UltraViolet had better work, because the home entertainment market is in dire straits.
The DVD market for new releases fell a staggering 44 percent last year as more movie watchers shifted to video-on-demand and online streaming services, according to a study by SNL Kagan. Overall, the home entertainment market was down 5.1 percent at mid-year, as AllThingsD pointed out.
Blu-ray is growing, but not enough to offset the massive declines in the DVD market.

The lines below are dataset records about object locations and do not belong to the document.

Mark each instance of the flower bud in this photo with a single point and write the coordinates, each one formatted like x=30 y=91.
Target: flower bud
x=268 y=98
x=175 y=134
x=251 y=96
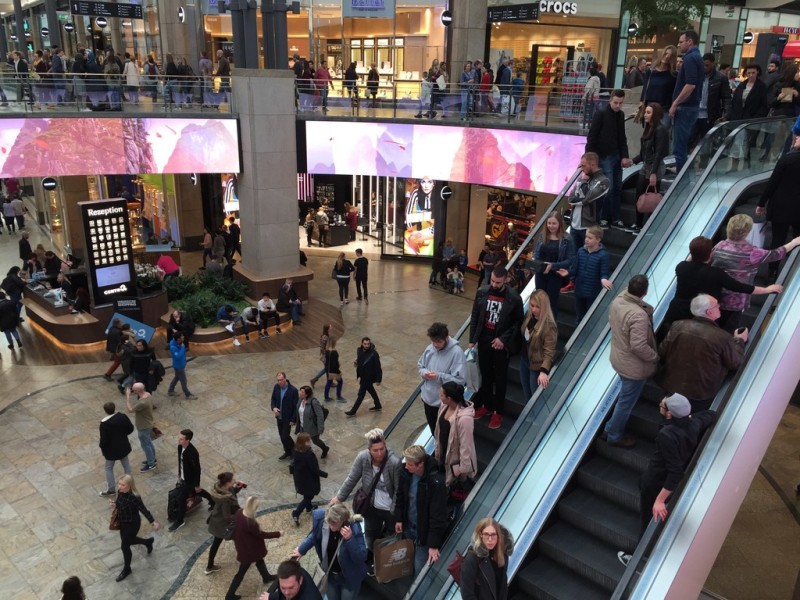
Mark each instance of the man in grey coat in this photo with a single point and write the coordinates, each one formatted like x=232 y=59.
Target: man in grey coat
x=442 y=361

Sony's UltraViolet compatible Blu-rays of "Friends With Benefits" and "The Smurfs" will arrive on Dec. 2. Universal will launch its first UltraViolet enabled title with the Dec. 6 debut of “Cowboys & Aliens," with the Paramount, Lionsgate and Fox offerings to follow it.
Notable holdout: Disney is not a member of the consortium.
The only way to put UltraViolet movies into the cloud right now is by purchasing physical discs. Eventually, consumers will be able to buy digital rights to a movie through online retailers such as Wal-Mart’s Vudu.
Consortium members have agreed to offer the content for unlimited streaming and downloading from the cloud for at least a year (Warner Bros. is offering it for three years), but after that time studios reserve the right to levy additional service fees, Teitell said.
By that point, Teitell hopes that the digital cloud will be a ubiquitous part of any consumers life.
“We hope this will shift the mix, even just a little bit, so that buying movies is more fun, exciting, and engaging,” Teitell said.